Tecnicamente al centrodestra servirebbero una cinquantina di deputati e una trentina di senatori. Ma senza poter contare su aiuti di area né sul PD (che non darà il via libera a un esecutivo politico, tantomeno a guida Salvini) bisognerà aprire ad altre soluzioni. Anche perché Mattarella non pare disposto ad autorizzare salti nel vuoto e continuerà a richiamare le forze politiche a uno sforzo di responsabilità che permetta la nascita della legislatura. Tutto ciò potrebbe portare a un governo “di scopo”, che faccia la nuova legge elettorale, vari la prossima legge di stabilità (disinnescando le clausole di salvaguardia) e consenta il ritorno alle urne. Un anno, meglio due per il Colle, insomma. È quello cui lavora Mattarella, tra l'altro l'unica prospettiva che potrebbe trovare d'accordo anche il PD.
Il problema maggiore è come convincere Salvini e Di Maio ad appoggiare una soluzione di questo tipo, considerando che entrambi hanno investito tantissimo sulla loro investitura a Chigi e avrebbero solo da perdere nel sostenere un "megainciucio", sia pure a tempo. Come provavamo a spiegare qui, il punto centrale è che "Salvini e Di Maio non hanno alcun interesse a scendere a compromessi, né la voglia di fare un passo indietro e galleggiare per qualche anno rinunciando a parti essenziali del loro programma, né la necessità di garantire la permanenza in Parlamento ai loro neo-eletti, né soprattutto la paura di tornare immediatamente alle urne". Senza nessuno di loro, però, non nasce alcun governo.

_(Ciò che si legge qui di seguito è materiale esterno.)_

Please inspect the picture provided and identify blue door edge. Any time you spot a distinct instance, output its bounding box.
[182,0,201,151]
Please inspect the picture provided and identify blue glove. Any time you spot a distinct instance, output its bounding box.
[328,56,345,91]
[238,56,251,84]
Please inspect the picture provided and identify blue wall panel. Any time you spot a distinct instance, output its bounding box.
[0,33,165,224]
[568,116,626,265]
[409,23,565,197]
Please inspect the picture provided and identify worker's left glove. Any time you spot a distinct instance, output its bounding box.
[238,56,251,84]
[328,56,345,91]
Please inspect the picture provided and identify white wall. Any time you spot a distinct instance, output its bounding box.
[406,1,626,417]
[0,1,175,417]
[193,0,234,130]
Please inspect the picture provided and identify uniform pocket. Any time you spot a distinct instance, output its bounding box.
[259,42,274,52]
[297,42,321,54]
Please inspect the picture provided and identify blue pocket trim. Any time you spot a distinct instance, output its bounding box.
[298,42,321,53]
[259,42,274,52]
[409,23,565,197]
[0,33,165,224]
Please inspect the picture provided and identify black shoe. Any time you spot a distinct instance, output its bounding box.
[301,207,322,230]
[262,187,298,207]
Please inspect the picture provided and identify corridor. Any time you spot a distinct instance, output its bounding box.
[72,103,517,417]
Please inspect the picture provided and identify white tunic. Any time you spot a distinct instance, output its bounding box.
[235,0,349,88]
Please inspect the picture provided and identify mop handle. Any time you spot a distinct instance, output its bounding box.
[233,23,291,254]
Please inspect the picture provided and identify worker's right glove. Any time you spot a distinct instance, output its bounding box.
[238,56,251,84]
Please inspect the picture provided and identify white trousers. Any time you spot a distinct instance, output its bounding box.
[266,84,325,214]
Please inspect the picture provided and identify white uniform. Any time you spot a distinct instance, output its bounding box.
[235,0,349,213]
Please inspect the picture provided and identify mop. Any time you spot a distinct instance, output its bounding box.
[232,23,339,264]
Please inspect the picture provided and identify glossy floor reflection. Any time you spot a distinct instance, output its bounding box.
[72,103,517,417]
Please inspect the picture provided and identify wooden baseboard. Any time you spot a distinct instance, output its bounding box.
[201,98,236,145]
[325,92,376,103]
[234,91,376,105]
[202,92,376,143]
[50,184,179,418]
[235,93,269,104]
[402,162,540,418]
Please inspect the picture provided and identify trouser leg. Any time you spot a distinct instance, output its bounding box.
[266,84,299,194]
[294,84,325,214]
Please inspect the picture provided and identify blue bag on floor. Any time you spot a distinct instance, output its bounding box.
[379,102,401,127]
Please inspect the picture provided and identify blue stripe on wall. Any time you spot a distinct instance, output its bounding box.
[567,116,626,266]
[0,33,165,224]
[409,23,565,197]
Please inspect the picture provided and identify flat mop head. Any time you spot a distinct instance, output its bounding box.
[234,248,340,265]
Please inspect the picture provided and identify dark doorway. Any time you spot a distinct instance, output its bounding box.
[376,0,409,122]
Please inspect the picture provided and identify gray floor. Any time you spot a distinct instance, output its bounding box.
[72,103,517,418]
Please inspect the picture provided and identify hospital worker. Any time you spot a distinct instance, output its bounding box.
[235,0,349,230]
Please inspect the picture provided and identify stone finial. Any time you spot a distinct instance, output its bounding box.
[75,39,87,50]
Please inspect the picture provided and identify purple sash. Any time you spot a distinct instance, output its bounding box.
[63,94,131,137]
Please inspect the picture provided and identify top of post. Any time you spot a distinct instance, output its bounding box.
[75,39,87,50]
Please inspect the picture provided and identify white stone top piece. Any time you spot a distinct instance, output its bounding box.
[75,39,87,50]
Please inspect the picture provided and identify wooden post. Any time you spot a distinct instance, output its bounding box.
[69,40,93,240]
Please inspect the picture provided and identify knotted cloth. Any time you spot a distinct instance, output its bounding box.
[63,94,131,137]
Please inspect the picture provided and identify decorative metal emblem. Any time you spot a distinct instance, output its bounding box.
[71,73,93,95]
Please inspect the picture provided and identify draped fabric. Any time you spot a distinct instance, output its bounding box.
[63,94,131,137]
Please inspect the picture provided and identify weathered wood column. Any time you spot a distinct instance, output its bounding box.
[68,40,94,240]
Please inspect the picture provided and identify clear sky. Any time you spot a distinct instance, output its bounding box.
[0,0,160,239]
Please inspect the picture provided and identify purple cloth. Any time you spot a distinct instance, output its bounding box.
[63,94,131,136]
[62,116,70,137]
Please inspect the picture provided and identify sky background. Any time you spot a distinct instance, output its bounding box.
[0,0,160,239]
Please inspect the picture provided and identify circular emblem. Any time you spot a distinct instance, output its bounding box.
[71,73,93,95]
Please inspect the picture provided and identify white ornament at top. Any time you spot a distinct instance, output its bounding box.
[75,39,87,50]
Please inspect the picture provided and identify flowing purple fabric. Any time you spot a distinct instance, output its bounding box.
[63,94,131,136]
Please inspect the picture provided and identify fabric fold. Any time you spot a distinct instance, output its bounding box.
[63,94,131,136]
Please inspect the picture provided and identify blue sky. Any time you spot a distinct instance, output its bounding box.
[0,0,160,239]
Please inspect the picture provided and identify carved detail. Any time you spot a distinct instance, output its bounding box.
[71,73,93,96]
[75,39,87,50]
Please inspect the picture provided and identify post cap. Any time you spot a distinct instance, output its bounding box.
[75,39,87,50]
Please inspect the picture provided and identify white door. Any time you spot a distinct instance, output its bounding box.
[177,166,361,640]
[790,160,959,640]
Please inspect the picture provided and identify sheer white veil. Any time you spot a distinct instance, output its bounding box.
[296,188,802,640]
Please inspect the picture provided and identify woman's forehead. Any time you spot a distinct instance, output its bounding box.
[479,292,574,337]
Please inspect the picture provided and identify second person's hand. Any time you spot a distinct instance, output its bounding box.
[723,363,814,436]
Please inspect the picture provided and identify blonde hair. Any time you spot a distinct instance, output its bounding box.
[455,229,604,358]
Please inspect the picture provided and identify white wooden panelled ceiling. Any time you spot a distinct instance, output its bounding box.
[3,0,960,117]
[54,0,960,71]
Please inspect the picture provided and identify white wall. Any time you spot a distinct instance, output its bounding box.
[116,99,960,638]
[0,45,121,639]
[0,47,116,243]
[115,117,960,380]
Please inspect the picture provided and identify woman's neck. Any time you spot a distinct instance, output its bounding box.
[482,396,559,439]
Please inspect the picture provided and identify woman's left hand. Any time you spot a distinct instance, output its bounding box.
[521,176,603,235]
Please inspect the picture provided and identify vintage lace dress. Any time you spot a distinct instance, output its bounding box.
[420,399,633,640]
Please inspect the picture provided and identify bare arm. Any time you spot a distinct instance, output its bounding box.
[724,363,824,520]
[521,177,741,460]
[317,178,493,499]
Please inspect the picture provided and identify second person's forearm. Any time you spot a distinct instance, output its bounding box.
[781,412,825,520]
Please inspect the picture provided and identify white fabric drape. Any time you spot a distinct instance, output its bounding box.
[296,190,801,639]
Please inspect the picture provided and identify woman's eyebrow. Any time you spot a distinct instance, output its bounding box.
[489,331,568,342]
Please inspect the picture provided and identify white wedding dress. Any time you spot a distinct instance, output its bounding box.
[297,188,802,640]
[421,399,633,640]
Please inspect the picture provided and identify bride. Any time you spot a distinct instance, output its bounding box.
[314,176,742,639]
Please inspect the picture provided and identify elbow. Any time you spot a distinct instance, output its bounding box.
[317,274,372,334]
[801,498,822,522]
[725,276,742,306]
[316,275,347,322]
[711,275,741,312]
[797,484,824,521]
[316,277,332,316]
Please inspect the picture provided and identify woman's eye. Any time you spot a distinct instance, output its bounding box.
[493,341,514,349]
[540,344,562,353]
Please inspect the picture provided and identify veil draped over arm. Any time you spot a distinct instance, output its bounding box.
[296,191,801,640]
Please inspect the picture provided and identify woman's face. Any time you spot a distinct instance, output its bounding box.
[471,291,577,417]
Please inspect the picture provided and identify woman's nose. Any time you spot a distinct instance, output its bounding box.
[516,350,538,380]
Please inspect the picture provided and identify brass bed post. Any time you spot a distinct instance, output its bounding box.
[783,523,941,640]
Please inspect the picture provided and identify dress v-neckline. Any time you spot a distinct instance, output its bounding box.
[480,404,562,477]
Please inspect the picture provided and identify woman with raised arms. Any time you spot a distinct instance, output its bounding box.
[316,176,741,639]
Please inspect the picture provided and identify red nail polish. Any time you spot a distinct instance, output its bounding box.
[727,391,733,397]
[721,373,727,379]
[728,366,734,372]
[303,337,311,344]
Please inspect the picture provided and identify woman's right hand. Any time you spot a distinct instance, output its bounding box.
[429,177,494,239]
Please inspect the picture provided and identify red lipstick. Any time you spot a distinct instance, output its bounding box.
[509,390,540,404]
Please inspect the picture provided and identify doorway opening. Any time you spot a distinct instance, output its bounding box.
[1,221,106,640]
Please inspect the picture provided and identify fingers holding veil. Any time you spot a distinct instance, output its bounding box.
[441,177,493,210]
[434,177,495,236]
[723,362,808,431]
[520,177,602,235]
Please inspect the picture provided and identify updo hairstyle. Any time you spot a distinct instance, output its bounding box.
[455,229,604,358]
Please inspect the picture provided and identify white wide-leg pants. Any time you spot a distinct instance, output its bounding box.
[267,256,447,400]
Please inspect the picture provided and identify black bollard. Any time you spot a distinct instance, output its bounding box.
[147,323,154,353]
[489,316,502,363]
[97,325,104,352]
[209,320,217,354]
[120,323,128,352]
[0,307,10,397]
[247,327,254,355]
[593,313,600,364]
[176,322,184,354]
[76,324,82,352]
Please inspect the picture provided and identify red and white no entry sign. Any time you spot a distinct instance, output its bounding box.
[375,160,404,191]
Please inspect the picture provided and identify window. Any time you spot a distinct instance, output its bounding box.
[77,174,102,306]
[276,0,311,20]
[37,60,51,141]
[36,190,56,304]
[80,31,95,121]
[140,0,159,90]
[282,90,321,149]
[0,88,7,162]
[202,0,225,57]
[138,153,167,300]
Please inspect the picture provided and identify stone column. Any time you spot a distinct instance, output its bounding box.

Salvini sa che se accettasse un compromesso di questo tipo lascerebbe a Di Maio una prateria per organizzare l'opposizione nel Parlamento e nel Paese, coronando il sogno del M5s: presentarsi come l'unica alternativa al sistema politico tradizionale, cui finirebbe associata la Lega e il suo leader.
E il rebus resta indecifrabile anche per questo: il M5s parte da una evidente posizione di vantaggio e può permettersi di attendere le mosse degli altri, per poi presentare la propria soluzione alla crisi inevitabile. Un governo Di Maio, pronto a fare concessioni sul programma e sugli obiettivi a medio e breve periodo, che parta con l'appoggio esterno diretto o indiretto delle altre forze politiche. Una nuova legge elettorale che garantisca la governabilità con risultati "intorno al 35%" e solo poi il ritorno alle urne. Sarà questa la vera e unica offerta che arriverà sul tavolo di Matteo Salvini. Sulla scrivania di Mattarella, invece, è arrivata già da qualche giorno.